BagusNews.com –
Kementerian Perindustrian memperkirakan bahwa kebutuhan nikel sulfat sebagai bahan baku pembuatan baterai litium akan meningkat seiring dengan adopsi kendaraan elektrik atau electric vehicle (EV) di Indonesia. Direktur Jenderal Industri Logam, Mesin, Alat Transportasi, dan Elektronika (ILMATE) Kemenperin, Taufiek Bawazier, menyatakan bahwa kebutuhan nikel sulfat diperkirakan mencapai 59.506 ton pada tahun 2035. Angka ini merujuk pada peta jalan pengembangan kendaraan listrik yang disusun oleh otoritas terkait.
Menurut Taufiek, nikel sulfat sebanyak 25.133 ton diperlukan untuk kendaraan listrik pada tahun 2025 (20% dari total kebutuhan), 37.699 ton pada tahun 2030, dan sekitar 59.506 ton pada tahun 2035. Namun, kapasitas produksi nasional saat ini sudah mampu memenuhi kebutuhan tersebut.
Nikel sulfat atau NiSO4 digunakan sebagai bahan prekursor katoda baterai litium.

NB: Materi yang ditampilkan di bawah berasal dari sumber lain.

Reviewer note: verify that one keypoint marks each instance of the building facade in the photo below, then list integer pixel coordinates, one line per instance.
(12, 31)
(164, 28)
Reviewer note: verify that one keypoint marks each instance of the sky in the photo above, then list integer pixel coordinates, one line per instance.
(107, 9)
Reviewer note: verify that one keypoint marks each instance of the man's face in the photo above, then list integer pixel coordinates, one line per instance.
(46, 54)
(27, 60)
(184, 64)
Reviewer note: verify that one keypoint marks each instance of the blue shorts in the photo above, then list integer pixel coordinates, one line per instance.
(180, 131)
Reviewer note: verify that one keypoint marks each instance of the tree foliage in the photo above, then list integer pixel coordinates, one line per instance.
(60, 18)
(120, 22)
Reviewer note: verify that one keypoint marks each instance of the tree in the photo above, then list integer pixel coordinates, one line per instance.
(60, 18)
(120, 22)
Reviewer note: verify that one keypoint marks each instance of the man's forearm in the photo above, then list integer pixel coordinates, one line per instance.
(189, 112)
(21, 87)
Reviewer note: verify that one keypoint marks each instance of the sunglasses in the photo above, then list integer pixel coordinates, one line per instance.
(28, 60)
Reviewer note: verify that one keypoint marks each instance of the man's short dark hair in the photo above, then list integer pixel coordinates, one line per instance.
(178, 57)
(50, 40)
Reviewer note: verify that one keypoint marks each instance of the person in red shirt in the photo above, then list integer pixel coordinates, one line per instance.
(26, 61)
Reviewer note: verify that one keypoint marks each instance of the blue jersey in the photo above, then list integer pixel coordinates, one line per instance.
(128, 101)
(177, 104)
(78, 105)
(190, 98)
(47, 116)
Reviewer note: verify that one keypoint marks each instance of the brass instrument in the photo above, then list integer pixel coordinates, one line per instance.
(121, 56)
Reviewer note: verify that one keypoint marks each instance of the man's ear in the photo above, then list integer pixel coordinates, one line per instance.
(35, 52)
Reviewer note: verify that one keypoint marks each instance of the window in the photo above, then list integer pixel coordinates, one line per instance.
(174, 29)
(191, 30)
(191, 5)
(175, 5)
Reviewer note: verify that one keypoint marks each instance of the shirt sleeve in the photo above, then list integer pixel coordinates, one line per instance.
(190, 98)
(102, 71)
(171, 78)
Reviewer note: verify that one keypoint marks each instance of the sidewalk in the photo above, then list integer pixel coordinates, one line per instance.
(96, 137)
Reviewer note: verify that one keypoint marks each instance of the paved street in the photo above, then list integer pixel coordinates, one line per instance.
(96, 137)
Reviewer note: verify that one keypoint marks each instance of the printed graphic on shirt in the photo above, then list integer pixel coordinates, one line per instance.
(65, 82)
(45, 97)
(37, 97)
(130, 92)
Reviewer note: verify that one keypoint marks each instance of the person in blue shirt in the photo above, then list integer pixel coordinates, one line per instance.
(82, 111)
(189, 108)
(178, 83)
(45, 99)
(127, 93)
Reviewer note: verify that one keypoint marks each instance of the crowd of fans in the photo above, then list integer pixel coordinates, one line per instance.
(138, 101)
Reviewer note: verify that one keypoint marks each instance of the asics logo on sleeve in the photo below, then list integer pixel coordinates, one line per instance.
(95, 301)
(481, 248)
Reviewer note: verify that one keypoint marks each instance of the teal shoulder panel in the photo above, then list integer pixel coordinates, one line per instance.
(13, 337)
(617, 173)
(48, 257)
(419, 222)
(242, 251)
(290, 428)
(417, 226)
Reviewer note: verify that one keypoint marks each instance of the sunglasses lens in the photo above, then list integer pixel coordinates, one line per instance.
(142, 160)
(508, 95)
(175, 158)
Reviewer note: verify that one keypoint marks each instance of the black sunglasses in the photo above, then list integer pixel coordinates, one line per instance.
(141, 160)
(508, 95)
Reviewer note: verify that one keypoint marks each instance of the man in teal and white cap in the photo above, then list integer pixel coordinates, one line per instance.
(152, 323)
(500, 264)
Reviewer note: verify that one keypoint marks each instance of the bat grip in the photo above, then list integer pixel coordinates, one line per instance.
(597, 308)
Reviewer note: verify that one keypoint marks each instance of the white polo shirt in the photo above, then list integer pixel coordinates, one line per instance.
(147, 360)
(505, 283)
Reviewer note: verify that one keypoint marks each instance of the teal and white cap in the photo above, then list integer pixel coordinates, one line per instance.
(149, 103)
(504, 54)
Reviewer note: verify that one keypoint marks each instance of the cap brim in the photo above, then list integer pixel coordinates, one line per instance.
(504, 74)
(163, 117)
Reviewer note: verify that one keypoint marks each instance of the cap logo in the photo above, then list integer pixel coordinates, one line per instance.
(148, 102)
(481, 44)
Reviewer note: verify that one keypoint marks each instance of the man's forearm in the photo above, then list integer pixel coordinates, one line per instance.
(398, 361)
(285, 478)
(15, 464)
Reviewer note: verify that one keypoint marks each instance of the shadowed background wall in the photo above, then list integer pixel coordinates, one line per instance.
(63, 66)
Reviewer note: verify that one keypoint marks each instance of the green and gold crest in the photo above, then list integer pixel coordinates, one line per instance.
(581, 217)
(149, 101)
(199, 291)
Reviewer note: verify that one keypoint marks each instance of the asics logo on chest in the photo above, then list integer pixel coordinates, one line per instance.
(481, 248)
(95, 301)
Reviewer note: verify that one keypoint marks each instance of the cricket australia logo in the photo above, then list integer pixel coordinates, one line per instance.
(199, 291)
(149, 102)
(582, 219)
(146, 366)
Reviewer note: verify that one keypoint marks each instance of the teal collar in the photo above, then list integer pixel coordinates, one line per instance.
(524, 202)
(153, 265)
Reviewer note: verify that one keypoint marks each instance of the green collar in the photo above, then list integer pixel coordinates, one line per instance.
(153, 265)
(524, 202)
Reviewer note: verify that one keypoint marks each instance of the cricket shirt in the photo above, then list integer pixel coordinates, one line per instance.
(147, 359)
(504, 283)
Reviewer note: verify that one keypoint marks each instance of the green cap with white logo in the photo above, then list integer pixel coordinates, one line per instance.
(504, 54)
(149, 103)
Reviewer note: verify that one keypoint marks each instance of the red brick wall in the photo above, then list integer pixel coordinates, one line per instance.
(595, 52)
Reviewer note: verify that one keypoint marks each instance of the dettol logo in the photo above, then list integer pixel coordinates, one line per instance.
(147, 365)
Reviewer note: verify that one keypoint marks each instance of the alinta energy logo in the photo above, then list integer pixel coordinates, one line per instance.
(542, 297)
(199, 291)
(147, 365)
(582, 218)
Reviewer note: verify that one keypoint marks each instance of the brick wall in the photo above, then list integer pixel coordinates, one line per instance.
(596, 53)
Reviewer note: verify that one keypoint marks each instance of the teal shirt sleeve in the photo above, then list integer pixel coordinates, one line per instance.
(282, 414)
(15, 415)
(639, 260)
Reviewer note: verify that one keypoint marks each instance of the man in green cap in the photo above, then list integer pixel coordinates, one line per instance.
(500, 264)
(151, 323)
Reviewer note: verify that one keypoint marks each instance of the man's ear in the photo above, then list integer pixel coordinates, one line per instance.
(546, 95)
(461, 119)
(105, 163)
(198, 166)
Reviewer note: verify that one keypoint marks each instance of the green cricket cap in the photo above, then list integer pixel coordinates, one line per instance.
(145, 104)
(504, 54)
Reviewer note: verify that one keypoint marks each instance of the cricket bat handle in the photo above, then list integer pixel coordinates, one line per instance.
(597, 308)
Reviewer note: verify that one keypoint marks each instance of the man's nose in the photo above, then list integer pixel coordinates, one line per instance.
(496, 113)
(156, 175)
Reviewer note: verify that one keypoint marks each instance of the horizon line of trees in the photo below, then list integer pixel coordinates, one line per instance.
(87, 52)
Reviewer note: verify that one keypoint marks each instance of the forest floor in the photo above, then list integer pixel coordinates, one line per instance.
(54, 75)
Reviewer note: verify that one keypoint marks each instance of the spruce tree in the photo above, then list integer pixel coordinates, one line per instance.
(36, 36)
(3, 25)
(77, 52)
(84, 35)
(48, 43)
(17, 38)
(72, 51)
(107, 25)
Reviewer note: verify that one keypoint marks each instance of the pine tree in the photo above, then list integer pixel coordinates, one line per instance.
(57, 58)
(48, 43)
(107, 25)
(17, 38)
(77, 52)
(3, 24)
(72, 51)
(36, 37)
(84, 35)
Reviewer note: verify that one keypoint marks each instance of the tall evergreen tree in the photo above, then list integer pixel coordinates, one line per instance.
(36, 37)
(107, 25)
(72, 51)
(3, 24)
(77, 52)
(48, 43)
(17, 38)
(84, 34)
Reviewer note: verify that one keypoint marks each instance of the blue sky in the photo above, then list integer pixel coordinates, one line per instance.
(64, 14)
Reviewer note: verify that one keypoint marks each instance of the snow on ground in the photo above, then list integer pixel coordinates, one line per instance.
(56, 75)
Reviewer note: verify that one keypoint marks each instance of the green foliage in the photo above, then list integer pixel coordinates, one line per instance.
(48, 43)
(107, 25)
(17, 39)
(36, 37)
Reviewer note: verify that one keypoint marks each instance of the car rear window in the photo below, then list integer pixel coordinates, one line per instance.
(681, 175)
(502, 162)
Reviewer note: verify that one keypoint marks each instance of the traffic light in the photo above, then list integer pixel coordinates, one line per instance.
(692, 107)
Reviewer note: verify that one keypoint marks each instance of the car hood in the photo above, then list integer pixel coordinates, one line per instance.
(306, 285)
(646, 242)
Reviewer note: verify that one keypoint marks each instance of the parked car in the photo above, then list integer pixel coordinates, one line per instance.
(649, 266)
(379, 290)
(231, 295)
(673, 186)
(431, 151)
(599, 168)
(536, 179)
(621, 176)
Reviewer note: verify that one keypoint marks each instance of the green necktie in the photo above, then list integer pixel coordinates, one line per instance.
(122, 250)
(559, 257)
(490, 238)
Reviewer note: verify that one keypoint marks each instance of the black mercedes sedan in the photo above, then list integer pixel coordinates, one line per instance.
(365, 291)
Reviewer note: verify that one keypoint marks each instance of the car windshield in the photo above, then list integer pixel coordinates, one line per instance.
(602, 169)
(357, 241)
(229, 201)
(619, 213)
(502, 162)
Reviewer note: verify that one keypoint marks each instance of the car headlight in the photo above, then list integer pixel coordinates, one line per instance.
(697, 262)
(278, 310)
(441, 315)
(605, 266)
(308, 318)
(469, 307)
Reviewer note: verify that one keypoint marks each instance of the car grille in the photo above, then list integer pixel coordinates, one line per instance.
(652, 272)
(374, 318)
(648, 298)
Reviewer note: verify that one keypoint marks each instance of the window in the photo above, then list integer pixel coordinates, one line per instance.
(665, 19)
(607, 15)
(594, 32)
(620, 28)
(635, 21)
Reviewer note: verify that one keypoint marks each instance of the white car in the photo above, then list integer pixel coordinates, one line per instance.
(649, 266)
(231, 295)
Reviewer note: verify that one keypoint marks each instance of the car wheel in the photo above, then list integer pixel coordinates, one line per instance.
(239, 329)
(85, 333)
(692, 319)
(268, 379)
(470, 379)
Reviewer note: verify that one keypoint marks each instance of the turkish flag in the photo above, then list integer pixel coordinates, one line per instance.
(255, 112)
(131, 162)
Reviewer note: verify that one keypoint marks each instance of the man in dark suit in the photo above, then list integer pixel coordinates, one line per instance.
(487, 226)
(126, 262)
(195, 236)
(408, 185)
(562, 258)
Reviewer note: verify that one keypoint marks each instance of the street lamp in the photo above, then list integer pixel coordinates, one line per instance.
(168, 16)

Bahan ini diperoleh dari pengolahan bijih nikel dengan kadar rendah antara 1,1% hingga 1,5% atau limonit.
Lebih lanjut, Taufiek menjelaskan bahwa perhitungan tersebut didasarkan pada aturan praktis daya baterai yang dibutuhkan untuk kendaraan listrik. Sepeda motor listrik membutuhkan setidaknya 1,44 KWh, sedangkan mobil listrik membutuhkan sekitar 60 KWh. Untuk setiap KWh, diperlukan sekitar 0,7 kg nikel sulfat, 0,096 kg mangan, dan 0,096 kg kobalt.
Taufiek juga menekankan bahwa sekitar 93% bahan baku yang dibutuhkan tersedia di Indonesia, dengan hanya 7% litium yang perlu diimpor. Oleh karena itu, perlu mengembangkan kemampuan dalam negeri untuk memproduksi bahan baku tersebut.
Metode yang umum digunakan untuk memproduksi baterai litium dari nikel adalah hidrometalurgi atau high-pressure acid leach (HPAL). Saat ini, hanya empat fasilitas pemurnian atau smelter yang menggunakan metode ini.
Taufiek berpendapat bahwa perlu meningkatkan investasi dalam smelter nikel berbasis hidrometalurgi. Hal ini bertujuan untuk memenuhi kebutuhan dalam negeri, mengurangi impor, serta meningkatkan ekspor yang akan menghasilkan devisa. Indonesia memiliki potensi besar sebagai produsen nikel di dunia, dan perlu mengubah situasi agar investasi lebih banyak masuk ke hilir.